Gramm Wrong, Again, on CRA

In an effort to undercut future public investment in the nation’s infrastructure, Phil Gramm, former chair of the Senate Banking Committee and currently with the Swiss bank UBS, once again […]

In an effort to undercut future public investment in the nation’s infrastructure, Phil Gramm, former chair of the Senate Banking Committee and currently with the Swiss bank UBS, once again trots out the long-discredited notion that the recent financial crisis was caused by the Community Reinvestment Act and other federal efforts to encourage lending to credit-worthy borrowers in traditionally underserved markets.

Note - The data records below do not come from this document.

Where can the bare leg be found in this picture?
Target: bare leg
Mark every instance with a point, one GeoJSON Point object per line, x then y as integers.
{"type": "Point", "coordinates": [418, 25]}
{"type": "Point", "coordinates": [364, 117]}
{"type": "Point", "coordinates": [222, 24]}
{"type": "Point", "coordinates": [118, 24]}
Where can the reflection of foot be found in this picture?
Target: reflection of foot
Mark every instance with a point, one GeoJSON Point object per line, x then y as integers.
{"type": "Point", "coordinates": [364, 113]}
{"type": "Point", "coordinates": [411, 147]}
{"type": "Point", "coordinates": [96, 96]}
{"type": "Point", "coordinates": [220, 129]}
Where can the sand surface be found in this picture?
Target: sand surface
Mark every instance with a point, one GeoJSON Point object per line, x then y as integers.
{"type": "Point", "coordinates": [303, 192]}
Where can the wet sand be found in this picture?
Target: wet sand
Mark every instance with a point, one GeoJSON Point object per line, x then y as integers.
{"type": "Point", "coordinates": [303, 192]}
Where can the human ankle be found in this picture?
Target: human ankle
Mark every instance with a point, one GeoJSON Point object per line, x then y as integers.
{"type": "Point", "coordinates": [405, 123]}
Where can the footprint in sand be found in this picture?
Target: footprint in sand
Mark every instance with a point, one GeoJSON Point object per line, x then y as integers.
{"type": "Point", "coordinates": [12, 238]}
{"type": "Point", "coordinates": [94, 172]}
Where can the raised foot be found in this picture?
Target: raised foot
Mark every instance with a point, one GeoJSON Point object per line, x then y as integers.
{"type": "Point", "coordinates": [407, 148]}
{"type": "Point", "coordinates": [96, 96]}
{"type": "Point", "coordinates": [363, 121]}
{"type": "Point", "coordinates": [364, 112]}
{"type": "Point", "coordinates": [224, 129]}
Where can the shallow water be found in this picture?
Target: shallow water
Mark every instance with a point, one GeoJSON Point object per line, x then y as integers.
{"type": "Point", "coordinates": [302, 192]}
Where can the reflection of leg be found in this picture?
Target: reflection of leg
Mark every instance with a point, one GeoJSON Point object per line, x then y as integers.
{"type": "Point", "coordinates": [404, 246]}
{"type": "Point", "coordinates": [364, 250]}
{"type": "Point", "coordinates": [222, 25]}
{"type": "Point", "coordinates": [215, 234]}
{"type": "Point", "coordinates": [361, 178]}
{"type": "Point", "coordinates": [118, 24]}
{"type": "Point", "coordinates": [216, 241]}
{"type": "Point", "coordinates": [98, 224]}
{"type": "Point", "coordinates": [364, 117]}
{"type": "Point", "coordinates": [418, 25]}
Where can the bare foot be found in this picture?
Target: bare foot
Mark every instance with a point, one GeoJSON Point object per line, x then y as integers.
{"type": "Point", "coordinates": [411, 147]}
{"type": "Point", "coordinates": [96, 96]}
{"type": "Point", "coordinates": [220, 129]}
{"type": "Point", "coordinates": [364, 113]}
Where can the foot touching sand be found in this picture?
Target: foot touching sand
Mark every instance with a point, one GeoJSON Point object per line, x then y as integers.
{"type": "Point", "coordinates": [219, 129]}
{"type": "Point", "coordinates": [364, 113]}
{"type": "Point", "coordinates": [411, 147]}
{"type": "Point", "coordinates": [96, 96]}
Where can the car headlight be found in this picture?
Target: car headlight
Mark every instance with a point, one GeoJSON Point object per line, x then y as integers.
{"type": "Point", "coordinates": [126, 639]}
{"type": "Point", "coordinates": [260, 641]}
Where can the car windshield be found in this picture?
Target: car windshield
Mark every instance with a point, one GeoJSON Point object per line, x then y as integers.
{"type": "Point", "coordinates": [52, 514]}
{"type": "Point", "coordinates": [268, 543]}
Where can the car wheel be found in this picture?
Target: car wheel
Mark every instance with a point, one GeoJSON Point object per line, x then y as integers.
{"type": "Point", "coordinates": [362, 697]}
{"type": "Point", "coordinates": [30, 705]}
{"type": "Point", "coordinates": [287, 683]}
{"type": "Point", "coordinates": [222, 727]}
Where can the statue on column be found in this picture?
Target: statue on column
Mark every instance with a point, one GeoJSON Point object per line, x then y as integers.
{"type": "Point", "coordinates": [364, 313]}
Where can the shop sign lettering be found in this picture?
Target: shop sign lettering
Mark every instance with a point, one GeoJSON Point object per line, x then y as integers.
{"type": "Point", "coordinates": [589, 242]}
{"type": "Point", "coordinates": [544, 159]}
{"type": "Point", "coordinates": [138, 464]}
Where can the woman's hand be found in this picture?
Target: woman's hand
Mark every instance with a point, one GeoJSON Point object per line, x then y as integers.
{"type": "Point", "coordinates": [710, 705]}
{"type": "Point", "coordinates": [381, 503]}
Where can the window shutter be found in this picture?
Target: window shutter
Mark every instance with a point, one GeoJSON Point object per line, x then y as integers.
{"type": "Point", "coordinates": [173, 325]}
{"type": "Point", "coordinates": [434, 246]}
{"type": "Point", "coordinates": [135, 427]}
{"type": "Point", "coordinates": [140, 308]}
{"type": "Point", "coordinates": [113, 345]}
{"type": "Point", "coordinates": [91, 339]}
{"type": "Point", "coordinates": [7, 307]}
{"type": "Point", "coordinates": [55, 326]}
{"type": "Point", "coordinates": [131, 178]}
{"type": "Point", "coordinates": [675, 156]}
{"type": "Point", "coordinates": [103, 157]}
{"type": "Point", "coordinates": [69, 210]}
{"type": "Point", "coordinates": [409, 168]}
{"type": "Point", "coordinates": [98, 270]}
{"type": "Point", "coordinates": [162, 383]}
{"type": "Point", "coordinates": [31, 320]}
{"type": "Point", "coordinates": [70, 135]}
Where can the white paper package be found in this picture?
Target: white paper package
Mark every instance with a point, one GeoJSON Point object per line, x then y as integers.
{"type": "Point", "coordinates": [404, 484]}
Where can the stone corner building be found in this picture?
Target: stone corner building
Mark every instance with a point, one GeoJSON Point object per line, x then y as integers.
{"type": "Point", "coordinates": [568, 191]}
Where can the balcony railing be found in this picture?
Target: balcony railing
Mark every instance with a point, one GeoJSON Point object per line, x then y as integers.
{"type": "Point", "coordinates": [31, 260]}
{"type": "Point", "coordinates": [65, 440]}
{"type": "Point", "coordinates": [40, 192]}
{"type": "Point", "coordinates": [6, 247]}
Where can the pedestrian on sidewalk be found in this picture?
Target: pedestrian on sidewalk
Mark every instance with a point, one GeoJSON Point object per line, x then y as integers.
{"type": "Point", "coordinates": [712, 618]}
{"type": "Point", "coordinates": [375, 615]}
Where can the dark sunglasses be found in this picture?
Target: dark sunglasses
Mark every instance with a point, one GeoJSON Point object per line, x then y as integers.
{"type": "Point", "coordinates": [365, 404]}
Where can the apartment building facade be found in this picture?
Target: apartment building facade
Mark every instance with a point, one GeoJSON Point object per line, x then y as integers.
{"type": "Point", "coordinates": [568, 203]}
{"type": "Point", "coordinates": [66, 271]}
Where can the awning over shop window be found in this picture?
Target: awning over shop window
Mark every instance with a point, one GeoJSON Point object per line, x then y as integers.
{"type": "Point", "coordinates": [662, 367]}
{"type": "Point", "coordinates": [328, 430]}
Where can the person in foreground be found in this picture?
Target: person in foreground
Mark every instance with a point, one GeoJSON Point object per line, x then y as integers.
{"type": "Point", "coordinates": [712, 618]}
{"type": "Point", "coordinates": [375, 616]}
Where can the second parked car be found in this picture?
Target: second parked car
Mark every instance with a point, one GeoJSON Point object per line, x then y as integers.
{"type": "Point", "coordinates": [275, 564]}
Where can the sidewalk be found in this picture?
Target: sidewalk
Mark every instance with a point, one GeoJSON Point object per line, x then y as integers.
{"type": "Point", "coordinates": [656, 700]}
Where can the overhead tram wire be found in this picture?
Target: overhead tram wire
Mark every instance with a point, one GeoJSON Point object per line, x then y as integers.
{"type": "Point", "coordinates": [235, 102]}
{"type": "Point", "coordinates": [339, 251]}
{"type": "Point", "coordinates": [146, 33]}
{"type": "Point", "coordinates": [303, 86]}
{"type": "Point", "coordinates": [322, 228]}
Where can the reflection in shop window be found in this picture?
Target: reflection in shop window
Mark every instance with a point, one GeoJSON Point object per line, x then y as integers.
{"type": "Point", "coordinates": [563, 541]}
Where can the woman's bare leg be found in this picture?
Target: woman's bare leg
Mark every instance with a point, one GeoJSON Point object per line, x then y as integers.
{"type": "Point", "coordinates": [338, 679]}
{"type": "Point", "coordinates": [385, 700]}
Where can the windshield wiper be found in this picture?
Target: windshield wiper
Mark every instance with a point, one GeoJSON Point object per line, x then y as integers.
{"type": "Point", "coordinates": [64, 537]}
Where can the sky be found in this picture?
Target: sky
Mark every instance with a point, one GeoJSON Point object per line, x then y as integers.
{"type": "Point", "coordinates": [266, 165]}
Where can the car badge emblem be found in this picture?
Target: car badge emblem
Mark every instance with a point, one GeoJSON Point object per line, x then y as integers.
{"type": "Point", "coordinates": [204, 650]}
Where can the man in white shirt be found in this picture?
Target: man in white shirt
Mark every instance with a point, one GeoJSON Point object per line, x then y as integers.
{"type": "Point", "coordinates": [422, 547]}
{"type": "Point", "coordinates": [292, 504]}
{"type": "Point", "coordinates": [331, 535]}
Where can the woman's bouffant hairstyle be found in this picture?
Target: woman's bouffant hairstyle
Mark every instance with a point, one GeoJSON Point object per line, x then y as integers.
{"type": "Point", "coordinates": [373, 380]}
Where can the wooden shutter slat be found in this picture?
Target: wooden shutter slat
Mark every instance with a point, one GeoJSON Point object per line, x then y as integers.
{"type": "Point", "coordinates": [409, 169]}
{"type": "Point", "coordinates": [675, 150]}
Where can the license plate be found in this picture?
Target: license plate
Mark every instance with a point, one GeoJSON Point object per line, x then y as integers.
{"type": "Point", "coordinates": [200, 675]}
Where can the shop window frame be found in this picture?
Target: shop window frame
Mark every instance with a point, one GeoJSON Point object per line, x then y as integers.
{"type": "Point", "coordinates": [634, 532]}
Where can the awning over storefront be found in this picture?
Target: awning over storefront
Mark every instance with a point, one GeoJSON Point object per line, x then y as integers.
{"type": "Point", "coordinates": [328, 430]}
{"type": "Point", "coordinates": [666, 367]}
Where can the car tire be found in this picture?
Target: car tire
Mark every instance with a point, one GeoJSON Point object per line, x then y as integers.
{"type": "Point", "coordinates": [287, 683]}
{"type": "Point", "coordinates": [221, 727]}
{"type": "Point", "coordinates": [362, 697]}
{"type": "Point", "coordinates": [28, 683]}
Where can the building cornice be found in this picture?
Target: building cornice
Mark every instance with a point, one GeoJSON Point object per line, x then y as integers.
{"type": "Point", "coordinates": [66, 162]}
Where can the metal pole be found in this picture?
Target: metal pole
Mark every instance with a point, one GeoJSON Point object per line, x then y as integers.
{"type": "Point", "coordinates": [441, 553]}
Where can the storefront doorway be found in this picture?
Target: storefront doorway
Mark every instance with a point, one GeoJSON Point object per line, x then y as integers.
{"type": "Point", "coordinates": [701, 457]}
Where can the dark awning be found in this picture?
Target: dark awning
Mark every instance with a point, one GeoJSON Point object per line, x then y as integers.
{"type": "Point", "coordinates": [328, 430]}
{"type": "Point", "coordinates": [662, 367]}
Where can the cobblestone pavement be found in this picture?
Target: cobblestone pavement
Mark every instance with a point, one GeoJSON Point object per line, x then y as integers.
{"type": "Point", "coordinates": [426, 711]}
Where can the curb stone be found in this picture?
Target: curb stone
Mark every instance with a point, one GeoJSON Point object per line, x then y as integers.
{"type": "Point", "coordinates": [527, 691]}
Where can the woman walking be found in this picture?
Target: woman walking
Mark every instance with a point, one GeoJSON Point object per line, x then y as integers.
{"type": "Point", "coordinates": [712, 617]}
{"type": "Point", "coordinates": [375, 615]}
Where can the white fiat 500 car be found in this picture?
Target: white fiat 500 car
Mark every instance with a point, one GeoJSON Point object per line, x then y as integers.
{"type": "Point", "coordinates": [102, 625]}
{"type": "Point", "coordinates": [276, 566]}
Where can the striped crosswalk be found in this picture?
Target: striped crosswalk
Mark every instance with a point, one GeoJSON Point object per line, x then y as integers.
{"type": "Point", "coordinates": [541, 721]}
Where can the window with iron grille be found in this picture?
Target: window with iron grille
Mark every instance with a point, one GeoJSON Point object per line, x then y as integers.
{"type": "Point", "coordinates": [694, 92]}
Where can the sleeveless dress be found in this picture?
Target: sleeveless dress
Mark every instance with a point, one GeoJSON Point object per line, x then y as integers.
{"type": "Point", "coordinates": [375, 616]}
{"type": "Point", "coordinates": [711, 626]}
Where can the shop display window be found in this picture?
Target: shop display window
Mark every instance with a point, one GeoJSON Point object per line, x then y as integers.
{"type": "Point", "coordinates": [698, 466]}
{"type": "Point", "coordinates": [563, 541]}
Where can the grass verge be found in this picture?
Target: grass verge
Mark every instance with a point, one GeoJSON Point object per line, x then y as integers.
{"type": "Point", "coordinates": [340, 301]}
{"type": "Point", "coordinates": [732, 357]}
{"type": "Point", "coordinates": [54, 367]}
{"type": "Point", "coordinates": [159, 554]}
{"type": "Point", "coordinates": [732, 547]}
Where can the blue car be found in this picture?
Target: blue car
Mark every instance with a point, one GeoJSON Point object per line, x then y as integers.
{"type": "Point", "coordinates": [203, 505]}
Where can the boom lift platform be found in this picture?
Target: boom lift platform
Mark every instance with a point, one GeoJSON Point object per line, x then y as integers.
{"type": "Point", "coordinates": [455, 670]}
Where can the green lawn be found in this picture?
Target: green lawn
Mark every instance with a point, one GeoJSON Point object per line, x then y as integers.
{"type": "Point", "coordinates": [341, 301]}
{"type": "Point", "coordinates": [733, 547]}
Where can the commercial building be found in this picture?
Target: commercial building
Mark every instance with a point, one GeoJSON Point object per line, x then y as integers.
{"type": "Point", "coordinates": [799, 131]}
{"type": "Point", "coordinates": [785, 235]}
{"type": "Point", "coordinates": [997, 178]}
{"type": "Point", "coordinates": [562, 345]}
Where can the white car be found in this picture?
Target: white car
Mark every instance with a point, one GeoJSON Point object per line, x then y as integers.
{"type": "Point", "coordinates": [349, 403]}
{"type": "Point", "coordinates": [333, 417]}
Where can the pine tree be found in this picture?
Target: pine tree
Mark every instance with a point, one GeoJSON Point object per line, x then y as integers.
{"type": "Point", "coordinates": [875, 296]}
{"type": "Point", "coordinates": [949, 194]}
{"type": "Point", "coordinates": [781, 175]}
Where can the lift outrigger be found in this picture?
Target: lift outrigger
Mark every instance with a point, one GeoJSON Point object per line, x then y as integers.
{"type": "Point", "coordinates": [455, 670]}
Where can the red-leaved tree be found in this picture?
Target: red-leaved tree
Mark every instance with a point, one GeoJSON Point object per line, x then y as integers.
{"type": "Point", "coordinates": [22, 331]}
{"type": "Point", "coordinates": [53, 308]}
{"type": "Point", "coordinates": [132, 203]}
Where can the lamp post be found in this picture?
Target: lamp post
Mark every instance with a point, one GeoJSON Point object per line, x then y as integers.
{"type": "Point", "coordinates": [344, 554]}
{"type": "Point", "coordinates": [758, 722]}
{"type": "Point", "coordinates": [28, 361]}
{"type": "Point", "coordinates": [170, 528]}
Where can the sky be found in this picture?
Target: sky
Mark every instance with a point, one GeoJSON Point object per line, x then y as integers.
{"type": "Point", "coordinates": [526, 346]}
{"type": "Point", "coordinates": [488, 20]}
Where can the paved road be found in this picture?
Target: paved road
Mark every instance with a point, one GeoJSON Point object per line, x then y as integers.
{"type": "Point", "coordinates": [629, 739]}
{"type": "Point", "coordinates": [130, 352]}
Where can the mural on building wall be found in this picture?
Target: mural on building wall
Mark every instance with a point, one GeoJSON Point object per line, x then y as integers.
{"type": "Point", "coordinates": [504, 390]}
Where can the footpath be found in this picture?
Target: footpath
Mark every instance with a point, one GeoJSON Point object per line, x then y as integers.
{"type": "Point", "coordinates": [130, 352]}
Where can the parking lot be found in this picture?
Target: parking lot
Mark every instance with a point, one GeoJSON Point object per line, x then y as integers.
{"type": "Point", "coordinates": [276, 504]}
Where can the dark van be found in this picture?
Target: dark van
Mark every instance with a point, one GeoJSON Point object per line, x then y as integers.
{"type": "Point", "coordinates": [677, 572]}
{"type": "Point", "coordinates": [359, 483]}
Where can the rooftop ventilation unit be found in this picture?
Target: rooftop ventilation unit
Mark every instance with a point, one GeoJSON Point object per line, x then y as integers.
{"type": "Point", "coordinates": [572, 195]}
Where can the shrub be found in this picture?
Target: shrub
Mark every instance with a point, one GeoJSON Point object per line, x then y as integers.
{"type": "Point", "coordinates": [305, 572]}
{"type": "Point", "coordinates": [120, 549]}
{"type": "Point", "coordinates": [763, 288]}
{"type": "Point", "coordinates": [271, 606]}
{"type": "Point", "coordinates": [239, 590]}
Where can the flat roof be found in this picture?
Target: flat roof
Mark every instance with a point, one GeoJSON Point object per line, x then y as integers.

In making this connection, he claims, “The U.S. and Europe are lowering capital standards for ‘investments’ in public infrastructure—ignoring the lessons from 2007-08.”

Some arguments apparently never die, no matter how much evidence contradicts them.

In his Wall Street Journal op-ed, “The Subprime Superhighway,” Gramm asserts, “President Clinton’s financial regulators used the CRA to force banks to make subprime loans.” But, as has frequently been reported, the Federal Reserve found that just 6 percent of high-priced loans (a proxy for subprime loans) were CRA related. The Fed also found that the delinquency rate of CRA-related loans was less than half the rate for all loans in lower-income neighborhoods. In other words, it was loans made by lenders not covered by the CRA that created the crisis.

Gramm also claims that HUD used CRA “to force Fannie Mae and Freddie Mac and banks to serve government goals” by purchasing loans in underserved communities. But Fannie and Freddie did not start buying subprime loans until 2006, long after the crisis was underway. And, of course, the CRA was enacted in 1977, long before the Great Recession. In fact, as Fed researchers concluded, “the current best evidence suggests that the CRA was not a significant contributor to the financial crisis.”

Hopefully, stronger—and more accurate—evidence than this will be used to determine public infrastructure investment activity.